The book The Journey to the Center of the Earth has seemed to stick out to me as merging science fiction with fantasy fiction. There are many scenarios and situations in the book that can be viewed in both lights to me. While some of it is a definite stretch of science and the laws and theories it has created, the rest is purely based out of the imagination.
For example, it is clear that Jules Verne has done his research in knowing the different rock layers of earth, as he uses them to portray the different time periods in his story. Also the story contains ideas such as translating old languages like Latin, which is completely possible within the realms of knowledge. In these aspects, the book is clearly a science fiction book, but there are also factors that throw a wrench into the gears.
As the travelers go through each geological layer, they encounter the living creatures of that time. This is about as possible as there being a middle-earth. To use a logical worldly explaination to justify seperate worlds at seperate rock layers is proposterous. This is where I believe that the book has a touch of fantasy.

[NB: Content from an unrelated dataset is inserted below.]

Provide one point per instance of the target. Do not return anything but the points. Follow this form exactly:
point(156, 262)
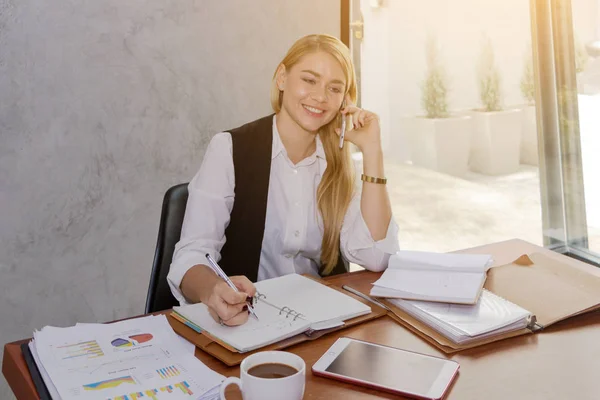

We all know that science fiction is simply defined as a genre where the imaginary elements in the story are very much possible within scientific boundries. Fantasy fiction, on the other hand, is a genre where the plot is based on no factual information, in most cases creating its own laws and sciences, very loosly based on our own. This is why I find it strange that a book should merge these 2 ideas. Yet, it seems apparent that this novel has done so. This is just my thought though. What do you think? Is this story from 1864 one of the early mergers between science and fantasy?